La sévérité que manifeste le pape Benoît XVI dans le traitement des affaires de pédophilie qui touchent le clergé catholique est plutôt rassurante. Après le règne du silence, voire du mépris, qui a longtemps entouré ces scandales, leur prise en charge au plus haut niveau de l'Eglise montre que celle-ci a enfin décidé de sévir et d'employer les grands moyens de la prévention et de la répression.

Prise en compte des victimes

Il était plus que temps. Juste avant d'être élu pape le 19 avril 2005, Joseph Ratzinger avait déjà dénoncé les «souillures» dont se rendait régulièrement coupable l'Eglise catholique. Depuis le début de son pontificat, il a eu des mots et des gestes souvent justes à l'égard des victimes d'abus sexuels de prêtres et il n'a pas hésité à mettre en cause collectivement les épiscopats des pays concernés.

Ainsi vient-il de convoquer au Vatican de manière extraordinaire les vingt-quatre évêques que compte un pays aussi catholique que l'Irlande. Deux rapports officiels avaient accusé ces évêques d'avoir couvert des actes pédophiles commis par des prêtres. En mai 2009, le rapport du juge Sean Ryan avait révélé que des centaines d'enfants avaient été touchés et violés, à partir des années 1940, dans les institutions religieuses du pays. Les chiffres sont ahurissants. Sur près de 35.000 enfants placés dans des réseaux d'écoles catholiques, ateliers, écoles professionnelles, maisons de correction ou autres institutions pour handicapés, plus de 2.000 avaient déclaré à la commission Ryan avoir souffert d'abus physiques et sexuels perpétrés par des éducateurs, en particulier des prêtres.

Le deuxième rapport de novembre 2009 est l'œuvre de la juge Yvonne Murphy qui travaillait, depuis 2006, sur les violences commises par des prêtres dans le seul diocèse de Dublin, pour la période allant de 1975 à 2004. Ce rapport mettait en cause, de manière accablante, une hiérarchie catholique accusée d'avoir caché, couvert, étouffé, pendant trente ans, la plupart des abus sexuels. Jusqu'à ces dernières années, aucune mesure de vigilance, ni de répression n'avait été prise pour prévenir de tels méfaits.
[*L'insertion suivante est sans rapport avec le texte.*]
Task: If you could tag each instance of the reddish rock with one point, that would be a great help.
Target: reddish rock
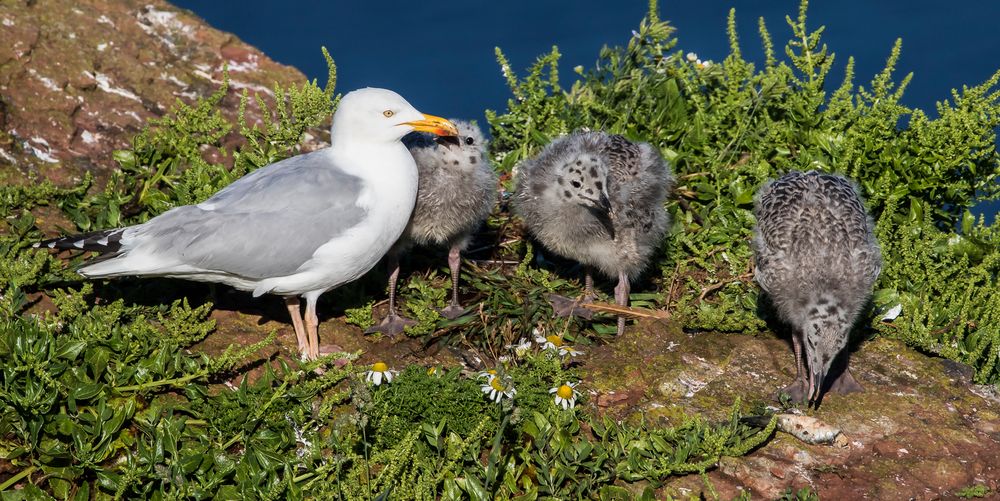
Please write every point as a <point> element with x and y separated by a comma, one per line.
<point>79,79</point>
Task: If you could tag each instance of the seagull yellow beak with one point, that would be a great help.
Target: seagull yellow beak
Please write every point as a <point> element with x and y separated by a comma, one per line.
<point>434,125</point>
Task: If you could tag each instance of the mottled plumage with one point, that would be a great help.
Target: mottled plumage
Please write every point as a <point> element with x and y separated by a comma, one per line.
<point>817,259</point>
<point>456,192</point>
<point>598,199</point>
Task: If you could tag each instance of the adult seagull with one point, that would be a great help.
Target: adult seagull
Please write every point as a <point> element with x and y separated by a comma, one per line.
<point>298,227</point>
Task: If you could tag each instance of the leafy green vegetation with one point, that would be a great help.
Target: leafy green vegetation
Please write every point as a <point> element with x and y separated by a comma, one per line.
<point>108,393</point>
<point>728,127</point>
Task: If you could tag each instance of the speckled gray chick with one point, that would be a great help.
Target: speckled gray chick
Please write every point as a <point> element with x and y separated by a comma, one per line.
<point>598,199</point>
<point>457,190</point>
<point>817,259</point>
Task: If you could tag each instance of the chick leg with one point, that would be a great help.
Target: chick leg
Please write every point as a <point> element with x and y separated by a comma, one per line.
<point>454,310</point>
<point>621,297</point>
<point>393,324</point>
<point>799,388</point>
<point>292,303</point>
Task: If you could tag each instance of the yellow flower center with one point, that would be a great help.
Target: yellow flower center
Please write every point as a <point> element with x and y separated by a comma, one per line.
<point>565,391</point>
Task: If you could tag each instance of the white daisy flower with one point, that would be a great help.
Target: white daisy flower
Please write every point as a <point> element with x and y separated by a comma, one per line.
<point>379,371</point>
<point>496,389</point>
<point>566,395</point>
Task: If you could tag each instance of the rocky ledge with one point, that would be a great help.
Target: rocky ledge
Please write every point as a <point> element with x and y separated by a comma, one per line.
<point>79,79</point>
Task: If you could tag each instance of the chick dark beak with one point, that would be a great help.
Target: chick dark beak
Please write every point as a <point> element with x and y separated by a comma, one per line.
<point>447,141</point>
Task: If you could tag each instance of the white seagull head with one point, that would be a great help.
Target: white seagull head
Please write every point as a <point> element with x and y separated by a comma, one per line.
<point>382,116</point>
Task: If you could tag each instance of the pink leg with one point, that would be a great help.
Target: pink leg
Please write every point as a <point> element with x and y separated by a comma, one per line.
<point>300,332</point>
<point>621,297</point>
<point>454,310</point>
<point>312,328</point>
<point>798,390</point>
<point>393,324</point>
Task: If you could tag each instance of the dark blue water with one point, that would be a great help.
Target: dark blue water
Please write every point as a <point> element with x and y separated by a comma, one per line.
<point>439,55</point>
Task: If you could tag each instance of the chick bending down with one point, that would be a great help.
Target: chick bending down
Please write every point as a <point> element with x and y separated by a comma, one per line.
<point>817,259</point>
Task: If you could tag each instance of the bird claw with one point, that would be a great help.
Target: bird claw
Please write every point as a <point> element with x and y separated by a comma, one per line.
<point>452,311</point>
<point>391,326</point>
<point>564,306</point>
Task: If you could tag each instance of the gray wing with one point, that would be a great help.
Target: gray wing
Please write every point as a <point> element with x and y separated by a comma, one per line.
<point>266,224</point>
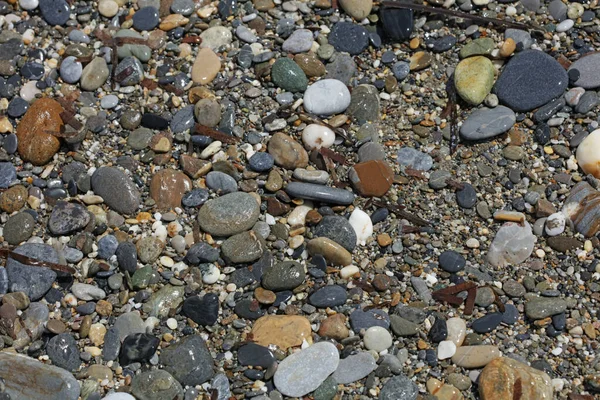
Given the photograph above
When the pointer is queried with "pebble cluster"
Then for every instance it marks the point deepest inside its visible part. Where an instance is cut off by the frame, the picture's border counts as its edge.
(324, 199)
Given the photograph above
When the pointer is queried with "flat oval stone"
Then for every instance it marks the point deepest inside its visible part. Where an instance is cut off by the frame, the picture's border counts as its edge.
(485, 123)
(303, 372)
(230, 214)
(50, 383)
(327, 97)
(587, 66)
(522, 87)
(325, 194)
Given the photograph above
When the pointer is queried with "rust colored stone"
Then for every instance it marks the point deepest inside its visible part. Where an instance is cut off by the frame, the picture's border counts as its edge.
(36, 145)
(168, 187)
(372, 178)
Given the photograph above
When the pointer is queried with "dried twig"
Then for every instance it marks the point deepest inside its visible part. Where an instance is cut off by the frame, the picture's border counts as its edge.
(34, 262)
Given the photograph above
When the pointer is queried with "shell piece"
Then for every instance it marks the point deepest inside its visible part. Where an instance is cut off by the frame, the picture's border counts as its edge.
(582, 207)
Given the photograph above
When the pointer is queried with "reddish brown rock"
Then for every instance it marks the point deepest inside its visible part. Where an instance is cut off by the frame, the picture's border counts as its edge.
(372, 178)
(13, 198)
(505, 378)
(334, 327)
(35, 144)
(168, 187)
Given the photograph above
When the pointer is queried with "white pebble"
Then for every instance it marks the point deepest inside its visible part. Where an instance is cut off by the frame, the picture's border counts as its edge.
(212, 275)
(446, 349)
(172, 323)
(315, 136)
(362, 225)
(349, 271)
(555, 224)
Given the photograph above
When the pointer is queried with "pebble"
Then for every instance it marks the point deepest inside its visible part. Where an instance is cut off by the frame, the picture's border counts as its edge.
(486, 123)
(303, 372)
(327, 97)
(522, 88)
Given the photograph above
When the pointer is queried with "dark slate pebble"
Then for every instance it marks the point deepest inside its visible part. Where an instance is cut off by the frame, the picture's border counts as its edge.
(438, 331)
(138, 347)
(55, 12)
(145, 19)
(328, 296)
(510, 315)
(397, 22)
(261, 161)
(360, 319)
(451, 261)
(154, 121)
(467, 196)
(349, 37)
(255, 355)
(487, 323)
(338, 229)
(195, 198)
(201, 253)
(63, 352)
(522, 87)
(202, 310)
(127, 256)
(8, 173)
(249, 309)
(17, 107)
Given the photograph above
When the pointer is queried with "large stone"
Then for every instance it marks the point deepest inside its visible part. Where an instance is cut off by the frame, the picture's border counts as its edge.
(283, 331)
(505, 378)
(35, 143)
(230, 214)
(117, 189)
(168, 187)
(26, 379)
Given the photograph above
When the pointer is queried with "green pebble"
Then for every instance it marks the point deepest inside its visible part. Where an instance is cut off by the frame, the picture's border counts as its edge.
(287, 75)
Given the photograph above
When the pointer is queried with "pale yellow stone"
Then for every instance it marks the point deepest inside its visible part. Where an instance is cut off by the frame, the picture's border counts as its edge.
(283, 331)
(206, 67)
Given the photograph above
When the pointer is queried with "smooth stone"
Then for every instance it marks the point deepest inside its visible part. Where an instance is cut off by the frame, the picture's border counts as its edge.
(50, 383)
(206, 66)
(399, 387)
(229, 214)
(288, 75)
(328, 296)
(287, 152)
(354, 368)
(63, 352)
(188, 360)
(300, 41)
(156, 385)
(474, 79)
(94, 75)
(414, 159)
(349, 38)
(33, 281)
(544, 307)
(202, 310)
(286, 275)
(117, 189)
(505, 378)
(486, 123)
(475, 356)
(327, 97)
(513, 244)
(283, 331)
(522, 88)
(34, 143)
(303, 372)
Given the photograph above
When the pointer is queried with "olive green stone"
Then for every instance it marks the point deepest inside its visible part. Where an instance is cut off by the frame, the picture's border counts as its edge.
(287, 75)
(478, 47)
(474, 79)
(327, 390)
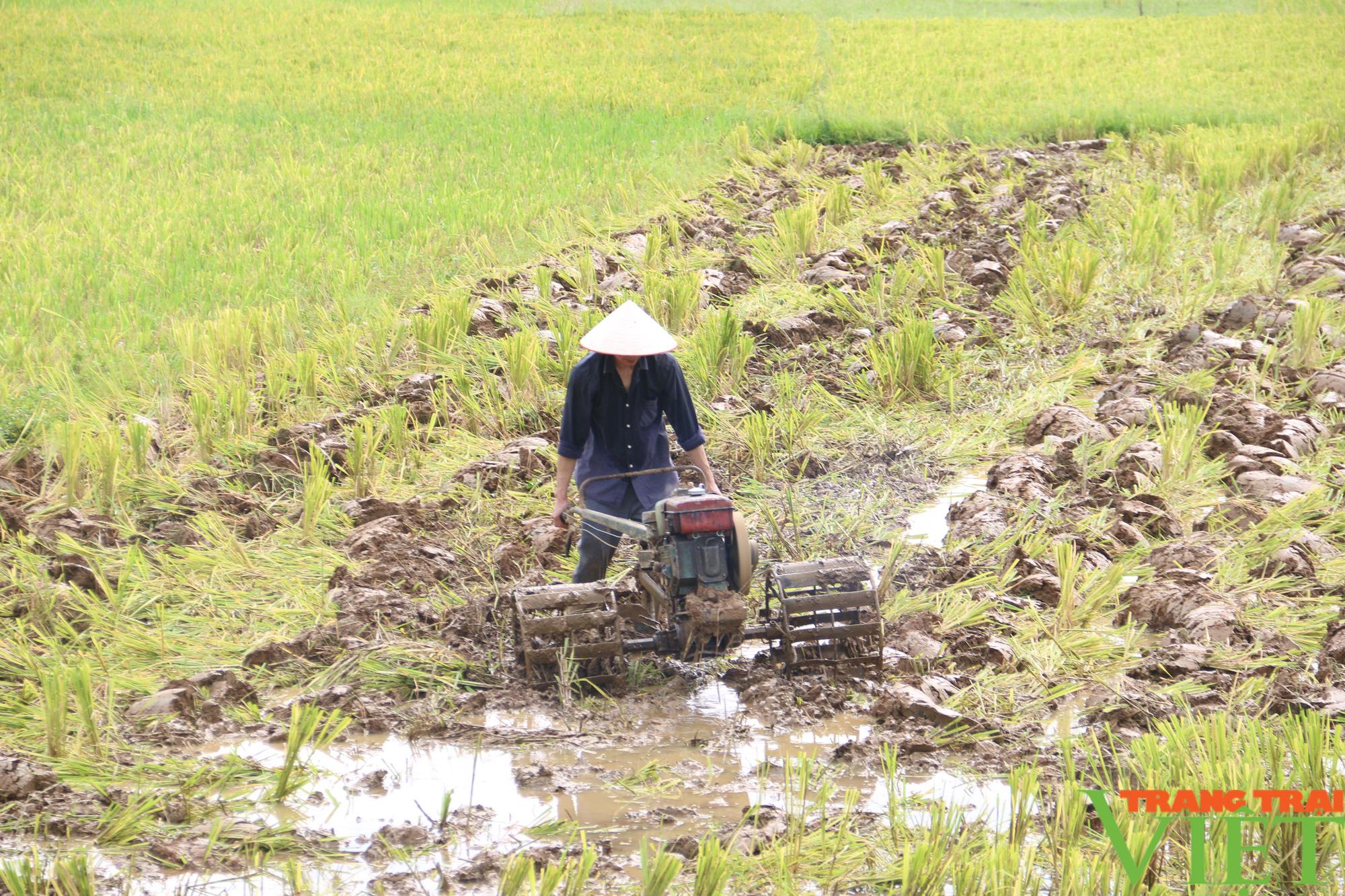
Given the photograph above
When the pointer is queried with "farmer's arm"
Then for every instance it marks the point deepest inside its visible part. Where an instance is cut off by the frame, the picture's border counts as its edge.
(699, 459)
(681, 412)
(575, 432)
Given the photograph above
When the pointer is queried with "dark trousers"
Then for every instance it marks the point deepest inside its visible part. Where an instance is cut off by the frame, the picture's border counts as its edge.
(598, 544)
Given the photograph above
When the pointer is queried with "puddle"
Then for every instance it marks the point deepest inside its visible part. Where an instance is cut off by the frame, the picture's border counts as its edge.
(716, 700)
(930, 525)
(685, 774)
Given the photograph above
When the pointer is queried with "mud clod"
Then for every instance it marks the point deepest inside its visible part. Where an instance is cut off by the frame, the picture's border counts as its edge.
(1183, 602)
(1063, 421)
(21, 776)
(518, 460)
(165, 702)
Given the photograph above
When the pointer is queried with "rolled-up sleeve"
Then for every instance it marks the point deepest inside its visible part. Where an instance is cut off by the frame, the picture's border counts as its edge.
(576, 420)
(679, 407)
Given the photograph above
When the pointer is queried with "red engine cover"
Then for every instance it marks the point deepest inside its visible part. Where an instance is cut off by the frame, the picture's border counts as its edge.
(688, 514)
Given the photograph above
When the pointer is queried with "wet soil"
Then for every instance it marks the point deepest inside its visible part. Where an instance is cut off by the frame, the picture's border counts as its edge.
(434, 786)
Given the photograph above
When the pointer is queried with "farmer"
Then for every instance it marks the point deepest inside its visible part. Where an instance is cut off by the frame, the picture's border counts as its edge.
(615, 405)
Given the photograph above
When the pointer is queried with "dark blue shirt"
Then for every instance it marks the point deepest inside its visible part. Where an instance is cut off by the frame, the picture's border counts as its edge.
(611, 430)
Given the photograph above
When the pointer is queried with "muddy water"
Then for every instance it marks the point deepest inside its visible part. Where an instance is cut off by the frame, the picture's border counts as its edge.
(536, 779)
(708, 767)
(930, 525)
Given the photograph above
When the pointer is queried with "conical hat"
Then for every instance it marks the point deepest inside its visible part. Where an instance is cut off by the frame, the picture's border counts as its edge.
(629, 331)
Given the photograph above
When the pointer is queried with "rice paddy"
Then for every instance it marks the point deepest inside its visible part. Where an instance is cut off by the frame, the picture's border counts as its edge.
(290, 298)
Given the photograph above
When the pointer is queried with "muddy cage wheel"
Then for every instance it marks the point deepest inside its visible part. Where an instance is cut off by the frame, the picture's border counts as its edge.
(827, 614)
(580, 623)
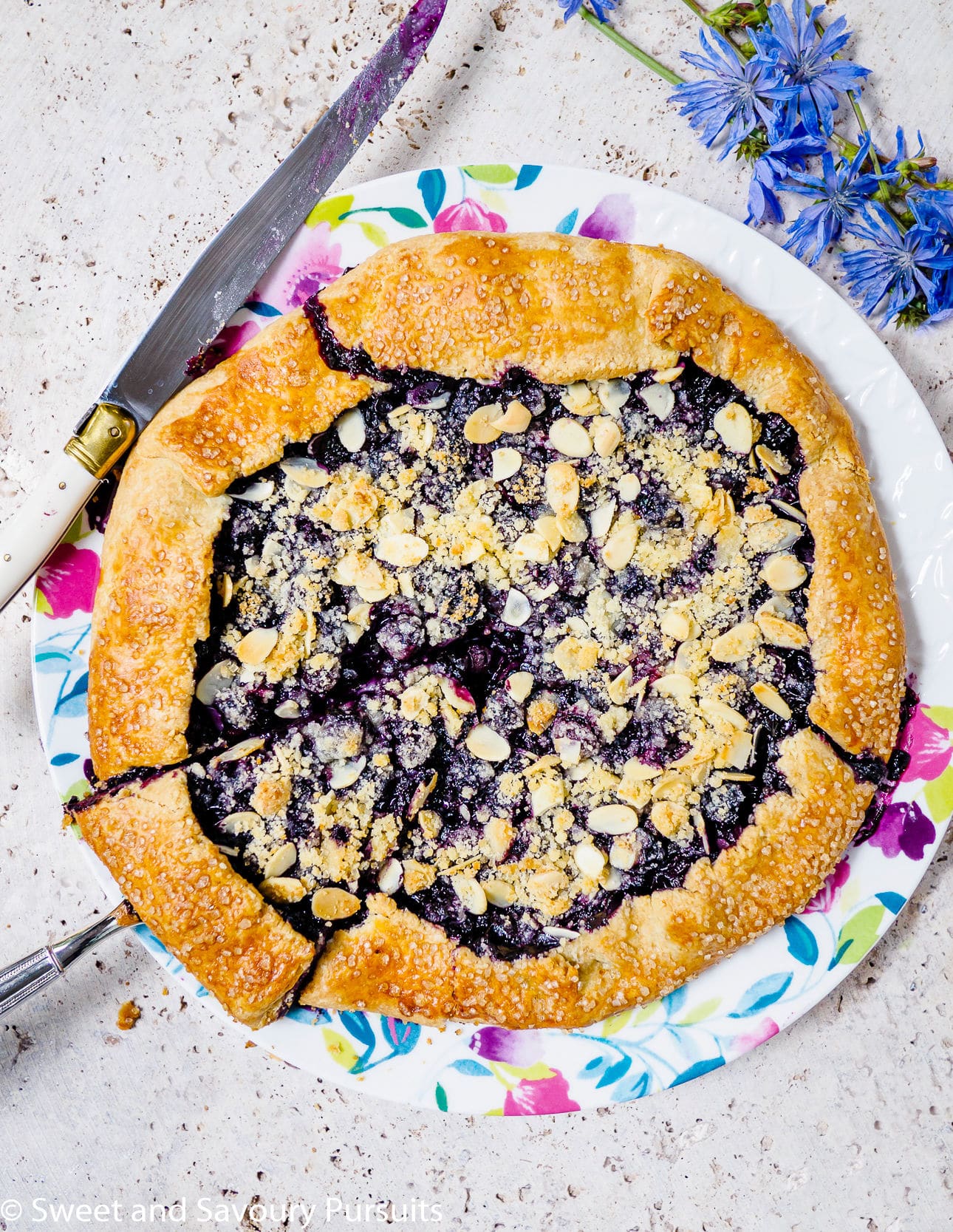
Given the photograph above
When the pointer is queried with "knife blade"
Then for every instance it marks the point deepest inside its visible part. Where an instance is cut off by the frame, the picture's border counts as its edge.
(217, 285)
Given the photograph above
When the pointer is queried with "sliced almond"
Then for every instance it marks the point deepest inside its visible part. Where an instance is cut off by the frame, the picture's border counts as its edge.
(334, 905)
(600, 521)
(392, 874)
(517, 609)
(612, 820)
(621, 547)
(485, 743)
(471, 894)
(606, 435)
(500, 894)
(281, 860)
(570, 438)
(677, 625)
(781, 633)
(345, 774)
(772, 461)
(515, 419)
(561, 488)
(735, 426)
(783, 572)
(256, 646)
(589, 860)
(240, 823)
(482, 426)
(351, 432)
(613, 395)
(773, 535)
(214, 681)
(282, 890)
(402, 550)
(306, 472)
(520, 685)
(659, 398)
(506, 462)
(256, 491)
(569, 751)
(738, 752)
(738, 644)
(770, 698)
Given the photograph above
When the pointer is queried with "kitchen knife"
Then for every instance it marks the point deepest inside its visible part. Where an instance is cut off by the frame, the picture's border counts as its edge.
(216, 286)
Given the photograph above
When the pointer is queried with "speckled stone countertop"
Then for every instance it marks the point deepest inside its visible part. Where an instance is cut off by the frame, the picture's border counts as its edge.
(129, 133)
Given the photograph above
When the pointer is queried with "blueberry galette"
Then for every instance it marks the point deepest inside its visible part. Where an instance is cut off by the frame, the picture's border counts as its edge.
(505, 636)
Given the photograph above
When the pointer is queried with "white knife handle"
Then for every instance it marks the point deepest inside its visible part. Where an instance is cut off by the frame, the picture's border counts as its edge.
(36, 528)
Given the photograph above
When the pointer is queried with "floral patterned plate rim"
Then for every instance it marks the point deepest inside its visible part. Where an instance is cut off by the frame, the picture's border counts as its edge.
(750, 996)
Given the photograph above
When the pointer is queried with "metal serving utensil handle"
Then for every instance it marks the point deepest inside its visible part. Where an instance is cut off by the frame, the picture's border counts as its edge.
(27, 976)
(33, 532)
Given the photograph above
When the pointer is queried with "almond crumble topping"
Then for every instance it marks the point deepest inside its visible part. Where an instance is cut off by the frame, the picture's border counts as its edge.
(522, 651)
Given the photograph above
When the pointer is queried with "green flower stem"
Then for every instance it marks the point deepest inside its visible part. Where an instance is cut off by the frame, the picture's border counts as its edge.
(635, 52)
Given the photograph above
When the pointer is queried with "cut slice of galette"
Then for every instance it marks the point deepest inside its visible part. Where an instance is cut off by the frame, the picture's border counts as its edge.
(520, 626)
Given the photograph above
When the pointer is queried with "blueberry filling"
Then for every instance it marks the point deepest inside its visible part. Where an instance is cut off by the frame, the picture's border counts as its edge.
(513, 652)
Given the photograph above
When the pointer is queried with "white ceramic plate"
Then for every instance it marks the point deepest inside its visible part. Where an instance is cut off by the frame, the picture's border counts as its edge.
(766, 986)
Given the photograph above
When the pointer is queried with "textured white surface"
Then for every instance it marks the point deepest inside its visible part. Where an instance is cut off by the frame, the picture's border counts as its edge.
(134, 131)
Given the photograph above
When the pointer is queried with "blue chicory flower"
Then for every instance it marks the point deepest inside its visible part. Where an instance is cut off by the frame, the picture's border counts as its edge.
(895, 169)
(738, 95)
(898, 266)
(838, 192)
(771, 170)
(601, 7)
(813, 79)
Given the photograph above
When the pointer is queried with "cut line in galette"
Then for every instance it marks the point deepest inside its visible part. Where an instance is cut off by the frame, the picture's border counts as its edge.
(520, 626)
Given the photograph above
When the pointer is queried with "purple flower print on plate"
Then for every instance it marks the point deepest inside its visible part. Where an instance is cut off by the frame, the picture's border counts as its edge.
(904, 828)
(612, 218)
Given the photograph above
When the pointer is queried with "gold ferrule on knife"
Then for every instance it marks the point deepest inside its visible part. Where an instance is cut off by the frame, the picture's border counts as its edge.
(103, 440)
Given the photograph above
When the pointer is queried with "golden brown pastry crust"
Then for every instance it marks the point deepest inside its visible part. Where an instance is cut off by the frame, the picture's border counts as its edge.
(191, 897)
(565, 310)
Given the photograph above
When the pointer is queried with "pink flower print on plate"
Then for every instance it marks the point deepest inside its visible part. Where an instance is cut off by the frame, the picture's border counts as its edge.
(929, 746)
(827, 894)
(537, 1097)
(68, 580)
(468, 214)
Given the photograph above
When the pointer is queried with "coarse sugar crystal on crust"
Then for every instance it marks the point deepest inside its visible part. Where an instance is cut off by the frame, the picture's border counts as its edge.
(525, 624)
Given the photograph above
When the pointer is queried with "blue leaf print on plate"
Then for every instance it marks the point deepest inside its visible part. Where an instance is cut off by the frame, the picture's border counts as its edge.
(802, 943)
(434, 188)
(762, 993)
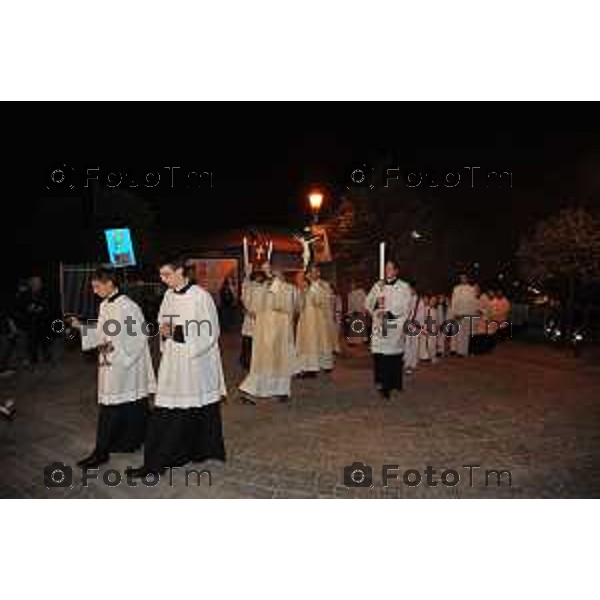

Le scandale est contagieux

Depuis la publication de ces deux rapports, la tempête est énorme en Irlande. La réputation de la toute puissante Eglise y est durablement atteinte. Trois évêques ont été acculés à la démission, avant que le pape, choqué, ne se saisisse de l'affaire, entre autres à des fins d'exemplarité. Car le scandale est contagieux. De nouveaux cas de pédophilie viennent d'être révélés dans le clergé en Allemagne et au Canada. A travers le cas irlandais, Benoît XVI veut faire comprendre à l'ensemble de son Eglise que la seule politique possible est la tolérance zéro. Au cours du «sommet» de l'épiscopat irlandais qui s'est tenu les 15 et 16 février 2010 au Vatican, il a répété que la pédophilie était «un crime atroce», ainsi qu'un «péché grave qui offense Dieu et blesse la dignité de la personne humaine». Il a invité ses hôtes à prendre avec «honnêteté et courage» les mesures nécessaires pour réparer la faute, guérir ceux qui ont été abusés, coopérer avec la justice et rétablir la crédibilité morale de l'Eglise.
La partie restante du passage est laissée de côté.